5. The method for detecting the high-precision remote sensing image based on representative point representation according to claim 1, wherein the backbone network performs layer-by-layer abstraction and processing on the input remote sensing image based on a single feature aggregation module and a plurality of independent convolution and maximum pooling operations, and outputs feature mapping with different scale resolutions.

6. The method for detecting the high-precision remote sensing image based on representative point representation according to claim 1, wherein the feature downsampling network realizes downsampling of high-resolution features through convolution operation with a step length of 2.

7. The method for detecting the high-precision remote sensing image based on representative point representation according to claim 1, wherein the feature transformation network uses a convolution with a lightweight kernel of 1×1 to perform dimension reduction on the features of the channel number to obtain dimension reduction features, then adopts a plurality of groups of pooling operations on the dimension reduction features to encode diversified features, and finally performs aggregation on the multi-branch features to output lightweight features.

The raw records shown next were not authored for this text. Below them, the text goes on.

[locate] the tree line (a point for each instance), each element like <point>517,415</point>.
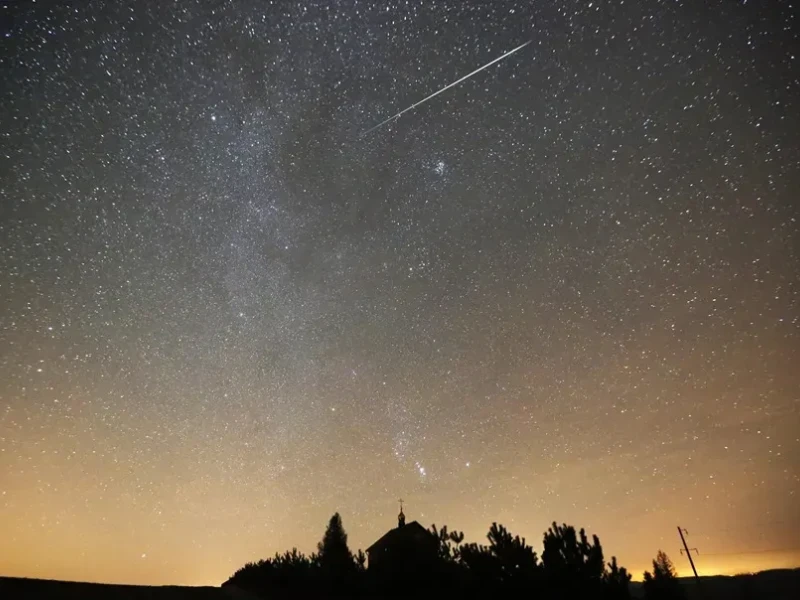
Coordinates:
<point>571,566</point>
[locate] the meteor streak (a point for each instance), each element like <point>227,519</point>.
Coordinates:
<point>447,87</point>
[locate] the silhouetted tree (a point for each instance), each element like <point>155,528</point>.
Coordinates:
<point>290,570</point>
<point>617,580</point>
<point>663,583</point>
<point>361,561</point>
<point>575,566</point>
<point>338,566</point>
<point>572,566</point>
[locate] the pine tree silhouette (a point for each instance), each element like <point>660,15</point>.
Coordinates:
<point>663,583</point>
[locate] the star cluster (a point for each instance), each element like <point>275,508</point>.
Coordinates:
<point>566,289</point>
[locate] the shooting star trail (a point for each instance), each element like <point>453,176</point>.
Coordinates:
<point>447,87</point>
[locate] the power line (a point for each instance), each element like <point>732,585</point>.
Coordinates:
<point>775,550</point>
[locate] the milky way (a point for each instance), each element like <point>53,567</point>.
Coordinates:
<point>565,290</point>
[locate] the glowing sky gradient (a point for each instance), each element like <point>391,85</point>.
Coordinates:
<point>565,290</point>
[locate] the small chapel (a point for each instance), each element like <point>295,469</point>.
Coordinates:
<point>405,547</point>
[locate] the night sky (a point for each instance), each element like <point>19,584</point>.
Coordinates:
<point>566,289</point>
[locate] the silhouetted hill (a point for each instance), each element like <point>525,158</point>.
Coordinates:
<point>775,584</point>
<point>16,588</point>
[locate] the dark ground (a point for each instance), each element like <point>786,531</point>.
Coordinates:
<point>775,584</point>
<point>778,584</point>
<point>13,588</point>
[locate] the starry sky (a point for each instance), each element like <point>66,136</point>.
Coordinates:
<point>566,289</point>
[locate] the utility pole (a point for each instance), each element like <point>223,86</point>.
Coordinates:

8. A high-precision remote sensing image detection system based on representative point representation, the system comprising:

the processing module comprises a backbone network based on a single feature aggregation module, an upper feature fusion network, a lower feature fusion network, a feature transformation network, a representative point loss function and a convolution module; the backbone network is used for dividing the remote sensing image into multi-scale characteristics of a plurality of scales; the above-feature fusion network is used for upwardly fusing deep features with low resolution with shallow features with high resolution to obtain primary fusion features; the feature lower fusion network gradually fuses the deep high-resolution primary fusion features with the shallow low-resolution primary fusion features downwards to obtain high-level fusion features; the feature transformation network is used for reducing the dimension of the features and outputting lightweight features; the convolution module is used for carrying out convolution operation on the image; the single feature aggregation depth network is used for carrying out feature encoding and decoding on the original image and outputting feature mapping with the channel dimension of na× (nc+1+2 x np); the representative point loss function comprises a classification loss term, a positioning loss term, a confidence loss term, a geometric regularization term and a characteristic regularization term;

wherein ,for classifying loss, < >>For confidence loss, < >>For locating losses, < >>Is a geometric regularization term,Feature regularization term, j represents a corresponding scale; alpha represents the weight of the different types of losses, and beta represents the weight of the different scale losses; p represents a predicted value, and T represents a true value; CE represents classical cross entropy loss, convexGIOU represents polygon generalized cross-correlation operator, ++> and />The distribution of a set of representative points representing an object is constrained from a geometric and characteristic perspective, respectively;

the feature fusion network firstly uses convolution with a kernel of 1 multiplied by 1 to process the low-resolution input features of one channel number and the high-resolution input features of the other channel to obtain two features with uniform channel dimensions, then upsamples the low-resolution features to further unify the resolution, and fuses the obtained two features by using a single feature aggregation module; gradually fusing the deep high-resolution primary fusion characteristic with the shallow low-resolution primary fusion characteristic downwards to obtain an advanced fusion characteristic.